Dan saat ini Indonesia menjadi sorotan mata dunia, bukan karena kepiawaiannya menjalankan peran tersebut, melainkan karena kerusakan hutan (deforestasi) yang semakin memprihatinkan. Pada tahun 2007, Indonesia ditetapkan sebagai “ negara yang memiliki tingkat kehancuran hutan tercepat di antara negara-negara yang memiliki 90 persen dari sisa hutan di dunia“ dalam Guinness World Records. Hal tersebut disebabkan pengaruh sektor ekonomi dalam kapitalisme yang semakin merajarela, menekan Ibu Pertiwi untuk mengorbankan simpanan kekayaannya. Penggundulan dan pembakaran hutan serta konversi lahan merupakan  jalan utama yang digunakan para kapitalis untuk semakin memakmurkan diri di dunia. 

Menurut Greenpeace, pengerusakan hutan menyumbang 20% dari emisi GRK setiap tahun. Diantaranya yang melakukan pengerusakan hutan adalah industri pulp dan kertas, yang ternyata kebanyakan tidak membangun Hutan Tanaman Industri (HTI) terlebih dulu. Akibatnya, bahan baku dari industri ini mengandalkan pembalakan hutan alam secara besar-besaran bahkan terkadang dilakukan secara ilegal. Industri kertas telah merusak hutan seluas >10 juta hektar selama lebih dari 60 tahun terakhir dan telah menggunduli sebanyak 40% dari luas hutan Indonesia. Belum lagi ditambah hutan yang lenyap akibat konversi dan perluasan kelapa sawit. Berkat hal tersebut, Indonesia menjadi negara pencemar polusi ketiga terbesar di dunia setelah Amerika dan Cina. 85% emisi yang dihasilkan adalah bersumber dari penghancuran hutan dan konversi lahan. Sungguh sebuah ironi,  negara ini ternyata berperan ganda sebagai paru-paru dan juga knalpot dunia.

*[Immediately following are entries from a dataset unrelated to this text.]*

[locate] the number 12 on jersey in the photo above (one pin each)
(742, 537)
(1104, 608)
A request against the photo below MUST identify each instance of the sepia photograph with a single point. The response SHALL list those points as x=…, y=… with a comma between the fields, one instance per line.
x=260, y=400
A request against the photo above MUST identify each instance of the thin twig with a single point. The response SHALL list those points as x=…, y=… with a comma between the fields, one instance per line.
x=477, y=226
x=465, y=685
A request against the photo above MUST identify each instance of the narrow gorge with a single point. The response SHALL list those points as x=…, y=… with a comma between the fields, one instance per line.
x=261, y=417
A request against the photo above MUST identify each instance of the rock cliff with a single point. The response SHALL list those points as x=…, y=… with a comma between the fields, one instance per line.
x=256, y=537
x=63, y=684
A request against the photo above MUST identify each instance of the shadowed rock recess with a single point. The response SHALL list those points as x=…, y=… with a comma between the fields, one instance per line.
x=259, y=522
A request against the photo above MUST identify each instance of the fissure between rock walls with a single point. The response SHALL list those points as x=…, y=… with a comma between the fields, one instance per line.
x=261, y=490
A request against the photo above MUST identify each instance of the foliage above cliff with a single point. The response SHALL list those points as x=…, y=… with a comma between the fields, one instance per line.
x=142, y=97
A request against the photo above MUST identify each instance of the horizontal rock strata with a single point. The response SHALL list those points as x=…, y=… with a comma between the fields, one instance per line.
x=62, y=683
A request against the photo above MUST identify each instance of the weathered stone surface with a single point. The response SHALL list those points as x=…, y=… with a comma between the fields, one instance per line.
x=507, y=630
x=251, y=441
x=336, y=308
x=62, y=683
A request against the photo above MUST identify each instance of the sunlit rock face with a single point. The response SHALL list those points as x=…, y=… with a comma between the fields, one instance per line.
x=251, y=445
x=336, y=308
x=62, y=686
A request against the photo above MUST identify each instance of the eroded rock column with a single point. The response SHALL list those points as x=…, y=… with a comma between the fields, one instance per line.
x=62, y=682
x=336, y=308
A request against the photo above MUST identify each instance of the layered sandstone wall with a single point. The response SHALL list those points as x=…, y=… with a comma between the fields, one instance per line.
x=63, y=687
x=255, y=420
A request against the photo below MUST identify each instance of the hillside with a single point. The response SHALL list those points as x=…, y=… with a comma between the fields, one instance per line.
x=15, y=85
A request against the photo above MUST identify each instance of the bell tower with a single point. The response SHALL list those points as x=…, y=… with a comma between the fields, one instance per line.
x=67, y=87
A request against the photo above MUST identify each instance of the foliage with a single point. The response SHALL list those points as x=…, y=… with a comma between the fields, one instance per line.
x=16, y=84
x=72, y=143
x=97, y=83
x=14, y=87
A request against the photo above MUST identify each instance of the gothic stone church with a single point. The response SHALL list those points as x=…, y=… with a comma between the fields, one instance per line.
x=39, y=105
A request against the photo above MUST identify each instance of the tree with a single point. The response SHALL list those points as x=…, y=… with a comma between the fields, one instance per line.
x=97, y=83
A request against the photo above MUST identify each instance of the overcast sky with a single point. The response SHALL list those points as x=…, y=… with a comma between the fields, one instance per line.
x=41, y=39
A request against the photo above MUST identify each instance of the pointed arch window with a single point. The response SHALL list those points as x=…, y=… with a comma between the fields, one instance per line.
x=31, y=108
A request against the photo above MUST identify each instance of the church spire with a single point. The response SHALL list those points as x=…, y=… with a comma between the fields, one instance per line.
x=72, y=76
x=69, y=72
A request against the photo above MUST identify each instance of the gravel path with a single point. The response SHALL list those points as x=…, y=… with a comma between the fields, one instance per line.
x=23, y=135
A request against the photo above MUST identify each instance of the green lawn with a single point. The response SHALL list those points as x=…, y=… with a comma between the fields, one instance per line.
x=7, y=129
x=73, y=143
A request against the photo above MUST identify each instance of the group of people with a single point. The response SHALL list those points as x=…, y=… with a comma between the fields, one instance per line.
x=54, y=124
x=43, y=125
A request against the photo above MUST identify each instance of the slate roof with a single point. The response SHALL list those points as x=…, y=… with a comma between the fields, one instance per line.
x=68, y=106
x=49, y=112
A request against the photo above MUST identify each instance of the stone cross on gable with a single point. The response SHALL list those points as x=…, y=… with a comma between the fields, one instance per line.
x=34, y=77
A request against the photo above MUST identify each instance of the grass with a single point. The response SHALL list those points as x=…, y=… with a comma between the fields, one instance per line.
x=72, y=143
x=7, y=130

Greenpeace memperkirakan sekitar 83% hutan di Papua Nugini yang dimanfaatkan secara komersial akan lenyap atau menyusut pada tahun 2021 jika laju pembalakan terus dilakukan. Sebelum hal itu terjadi dan semuanya berubah menjadi arang dan asap, marilah kita mulai peduli dengan bersama-sama turut serta dalam protect paradise Indonesia yang masih tersisa.